Porfirio agrees that artificial intelligence can augment what people do, rather than replace it. He points out that in market-making for example, where a trader makes a decision to buy or sell at certain prices based on various information, a machine-learning algorithm can use the past behaviour of that trader to make its own buy and sell decisions. This would allow traders to scale up the volume of transactions and better transfer risk.

“The interesting question”, notes Porfiro, “is when the machine can detect patterns better than humans and when artificial intelligence can replace human intuition.”

Algos and the flash crash

From spotting fraud to picking stocks there seems to be plenty that artificial intelligence can offer. But what about the risks? The extreme volatility seen in financial markets has been attributed to the increasing use of automated trading strategies. The theory is that these create a herd mentality, exacerbated in times of low liquidity. As equities or currencies move lower, it can trigger more sell signals. Some algorithms are also designed to feed off news headlines or social media, meaning the potential for an additional downward spiral.

Bala is not convinced. “I haven’t seen any evidence that algorithms are causing the crashes,” he argued.

Porfiro agrees, explaining that the biggest issue with some of the ‘flash crashes’ that have taken place – where an asset massively decreases in value, for a few seconds or minutes, is people using dynamic hedging to hedge a very large number of equity options.

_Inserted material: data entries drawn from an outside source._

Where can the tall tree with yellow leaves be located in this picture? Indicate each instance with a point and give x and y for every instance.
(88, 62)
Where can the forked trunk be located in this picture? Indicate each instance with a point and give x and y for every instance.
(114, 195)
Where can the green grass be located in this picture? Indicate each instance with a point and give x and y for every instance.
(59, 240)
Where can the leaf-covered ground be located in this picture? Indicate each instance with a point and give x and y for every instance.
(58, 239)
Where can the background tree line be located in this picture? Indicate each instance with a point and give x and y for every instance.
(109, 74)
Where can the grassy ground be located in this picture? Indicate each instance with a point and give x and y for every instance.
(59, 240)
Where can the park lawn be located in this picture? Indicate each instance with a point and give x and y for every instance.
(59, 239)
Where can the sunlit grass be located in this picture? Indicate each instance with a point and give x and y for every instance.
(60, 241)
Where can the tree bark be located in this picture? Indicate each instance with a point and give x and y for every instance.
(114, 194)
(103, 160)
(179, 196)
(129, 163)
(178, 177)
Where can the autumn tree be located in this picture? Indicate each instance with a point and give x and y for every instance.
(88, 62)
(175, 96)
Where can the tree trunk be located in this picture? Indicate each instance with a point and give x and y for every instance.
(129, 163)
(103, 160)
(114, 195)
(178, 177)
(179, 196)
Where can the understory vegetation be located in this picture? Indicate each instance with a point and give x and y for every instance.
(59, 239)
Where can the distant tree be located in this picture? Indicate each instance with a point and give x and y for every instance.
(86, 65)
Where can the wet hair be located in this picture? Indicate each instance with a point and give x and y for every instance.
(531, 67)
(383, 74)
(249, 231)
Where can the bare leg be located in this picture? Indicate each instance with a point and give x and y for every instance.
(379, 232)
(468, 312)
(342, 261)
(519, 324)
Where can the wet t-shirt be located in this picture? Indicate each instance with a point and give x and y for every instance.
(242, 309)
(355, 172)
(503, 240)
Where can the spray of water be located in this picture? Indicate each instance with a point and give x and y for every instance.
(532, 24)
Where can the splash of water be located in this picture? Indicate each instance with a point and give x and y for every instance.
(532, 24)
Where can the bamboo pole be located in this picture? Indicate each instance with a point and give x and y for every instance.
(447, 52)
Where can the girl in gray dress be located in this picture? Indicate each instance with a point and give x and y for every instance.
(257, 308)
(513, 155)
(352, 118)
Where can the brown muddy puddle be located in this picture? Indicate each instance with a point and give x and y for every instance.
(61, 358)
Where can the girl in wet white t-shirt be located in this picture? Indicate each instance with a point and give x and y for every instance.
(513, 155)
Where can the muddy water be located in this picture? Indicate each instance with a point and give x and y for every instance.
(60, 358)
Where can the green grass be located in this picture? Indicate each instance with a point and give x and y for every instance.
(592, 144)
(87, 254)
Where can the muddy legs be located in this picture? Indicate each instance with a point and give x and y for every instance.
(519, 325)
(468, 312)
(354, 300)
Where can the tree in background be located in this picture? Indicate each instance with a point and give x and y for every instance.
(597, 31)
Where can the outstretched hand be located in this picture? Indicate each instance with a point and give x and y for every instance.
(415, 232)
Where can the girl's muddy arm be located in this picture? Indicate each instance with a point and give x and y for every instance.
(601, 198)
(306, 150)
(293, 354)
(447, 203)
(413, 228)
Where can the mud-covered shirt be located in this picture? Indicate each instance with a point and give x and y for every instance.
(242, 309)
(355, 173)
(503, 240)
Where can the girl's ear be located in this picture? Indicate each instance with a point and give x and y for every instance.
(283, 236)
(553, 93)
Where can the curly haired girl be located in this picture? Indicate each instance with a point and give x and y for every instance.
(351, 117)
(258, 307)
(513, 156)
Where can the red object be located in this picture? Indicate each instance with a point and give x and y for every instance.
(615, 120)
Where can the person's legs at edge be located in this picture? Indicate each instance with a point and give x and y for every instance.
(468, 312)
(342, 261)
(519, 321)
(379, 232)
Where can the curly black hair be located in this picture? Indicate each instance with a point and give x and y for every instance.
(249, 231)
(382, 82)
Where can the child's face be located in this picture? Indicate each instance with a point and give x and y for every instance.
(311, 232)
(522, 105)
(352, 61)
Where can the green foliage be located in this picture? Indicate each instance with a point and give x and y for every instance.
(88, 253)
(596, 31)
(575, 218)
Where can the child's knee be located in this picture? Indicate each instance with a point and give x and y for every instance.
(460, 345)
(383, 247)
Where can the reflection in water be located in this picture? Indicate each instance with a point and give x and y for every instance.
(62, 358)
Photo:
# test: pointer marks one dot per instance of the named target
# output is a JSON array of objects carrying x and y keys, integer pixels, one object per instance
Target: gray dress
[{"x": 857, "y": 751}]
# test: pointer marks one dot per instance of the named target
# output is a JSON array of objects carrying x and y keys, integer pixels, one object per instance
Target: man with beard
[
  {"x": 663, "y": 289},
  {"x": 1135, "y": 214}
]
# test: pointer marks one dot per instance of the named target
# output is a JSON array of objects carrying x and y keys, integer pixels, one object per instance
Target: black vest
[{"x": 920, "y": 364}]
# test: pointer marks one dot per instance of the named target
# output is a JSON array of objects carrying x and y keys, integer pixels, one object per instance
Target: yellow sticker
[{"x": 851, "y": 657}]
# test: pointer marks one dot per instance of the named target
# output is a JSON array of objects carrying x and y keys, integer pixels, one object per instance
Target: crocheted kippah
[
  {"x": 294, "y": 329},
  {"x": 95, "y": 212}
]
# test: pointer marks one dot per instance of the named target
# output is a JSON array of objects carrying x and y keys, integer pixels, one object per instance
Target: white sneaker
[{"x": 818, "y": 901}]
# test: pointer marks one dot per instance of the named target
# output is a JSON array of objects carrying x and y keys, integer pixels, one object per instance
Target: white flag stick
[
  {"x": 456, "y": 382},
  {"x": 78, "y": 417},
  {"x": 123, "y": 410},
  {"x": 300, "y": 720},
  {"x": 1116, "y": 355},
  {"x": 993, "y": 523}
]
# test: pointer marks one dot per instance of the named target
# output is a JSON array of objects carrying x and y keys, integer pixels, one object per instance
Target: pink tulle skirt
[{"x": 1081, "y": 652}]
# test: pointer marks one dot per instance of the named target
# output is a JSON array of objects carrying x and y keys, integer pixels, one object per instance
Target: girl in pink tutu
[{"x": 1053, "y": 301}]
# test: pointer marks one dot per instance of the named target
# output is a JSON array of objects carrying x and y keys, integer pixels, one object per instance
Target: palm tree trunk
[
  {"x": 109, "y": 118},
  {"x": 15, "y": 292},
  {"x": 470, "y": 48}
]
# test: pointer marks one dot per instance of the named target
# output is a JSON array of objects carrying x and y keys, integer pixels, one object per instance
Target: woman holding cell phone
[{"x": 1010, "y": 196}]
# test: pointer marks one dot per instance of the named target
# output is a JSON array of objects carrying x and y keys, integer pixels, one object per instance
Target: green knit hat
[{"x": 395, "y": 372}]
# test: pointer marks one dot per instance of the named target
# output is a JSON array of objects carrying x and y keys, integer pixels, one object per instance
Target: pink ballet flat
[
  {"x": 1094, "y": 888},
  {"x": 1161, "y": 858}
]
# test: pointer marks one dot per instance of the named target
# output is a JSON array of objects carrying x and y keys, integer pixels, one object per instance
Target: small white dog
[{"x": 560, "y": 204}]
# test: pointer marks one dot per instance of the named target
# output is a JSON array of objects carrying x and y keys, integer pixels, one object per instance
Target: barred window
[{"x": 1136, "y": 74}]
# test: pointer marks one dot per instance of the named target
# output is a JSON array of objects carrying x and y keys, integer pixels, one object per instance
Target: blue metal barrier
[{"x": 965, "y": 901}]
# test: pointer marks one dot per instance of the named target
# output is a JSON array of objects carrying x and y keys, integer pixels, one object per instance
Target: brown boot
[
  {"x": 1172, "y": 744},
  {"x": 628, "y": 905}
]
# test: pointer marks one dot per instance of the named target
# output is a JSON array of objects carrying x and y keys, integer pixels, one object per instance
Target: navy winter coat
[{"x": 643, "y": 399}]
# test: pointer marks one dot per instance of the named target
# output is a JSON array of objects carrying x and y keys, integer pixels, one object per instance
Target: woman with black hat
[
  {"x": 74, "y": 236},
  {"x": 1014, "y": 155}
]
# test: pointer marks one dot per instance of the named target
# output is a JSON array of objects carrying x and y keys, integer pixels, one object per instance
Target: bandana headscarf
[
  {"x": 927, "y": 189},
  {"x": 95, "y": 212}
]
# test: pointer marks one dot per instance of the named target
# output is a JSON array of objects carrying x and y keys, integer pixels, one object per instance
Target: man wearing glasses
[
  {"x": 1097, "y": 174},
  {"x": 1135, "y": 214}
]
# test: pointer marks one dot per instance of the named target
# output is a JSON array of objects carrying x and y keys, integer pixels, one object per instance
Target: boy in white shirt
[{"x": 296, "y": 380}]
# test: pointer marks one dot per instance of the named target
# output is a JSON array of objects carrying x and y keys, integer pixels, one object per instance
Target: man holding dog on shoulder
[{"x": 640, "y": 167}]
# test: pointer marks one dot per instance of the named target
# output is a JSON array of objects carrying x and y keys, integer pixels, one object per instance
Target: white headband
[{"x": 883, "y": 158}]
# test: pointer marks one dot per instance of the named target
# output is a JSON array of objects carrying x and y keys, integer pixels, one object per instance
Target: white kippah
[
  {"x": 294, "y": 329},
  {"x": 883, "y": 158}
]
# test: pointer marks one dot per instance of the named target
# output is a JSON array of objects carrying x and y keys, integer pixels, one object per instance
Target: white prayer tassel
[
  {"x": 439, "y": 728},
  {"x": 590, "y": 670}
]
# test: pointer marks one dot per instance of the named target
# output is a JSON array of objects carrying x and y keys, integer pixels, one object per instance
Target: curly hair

“Using more artificial intelligence and machine learning will raise a flag if it hasn’t seen a pattern before. It’s different from hard coding so you could argue that it actually makes the market more resilient. You will always have herd behaviours in markets, particularly in times of stress but these flash crashes existed long before the algorithms came along.”

Porfiro argues that a couple of the big transformative effects that could take place in capital markets will be around the use of blockchain to engender trust between capital market participants. It could also have a major impact on financial inclusion, he said.

 “It’s been said we overestimate the impact of technology in the short-term and underestimate it in the long-term”, Porfiro says. “Artificial intelligence is here to stay and that’s a good thing.”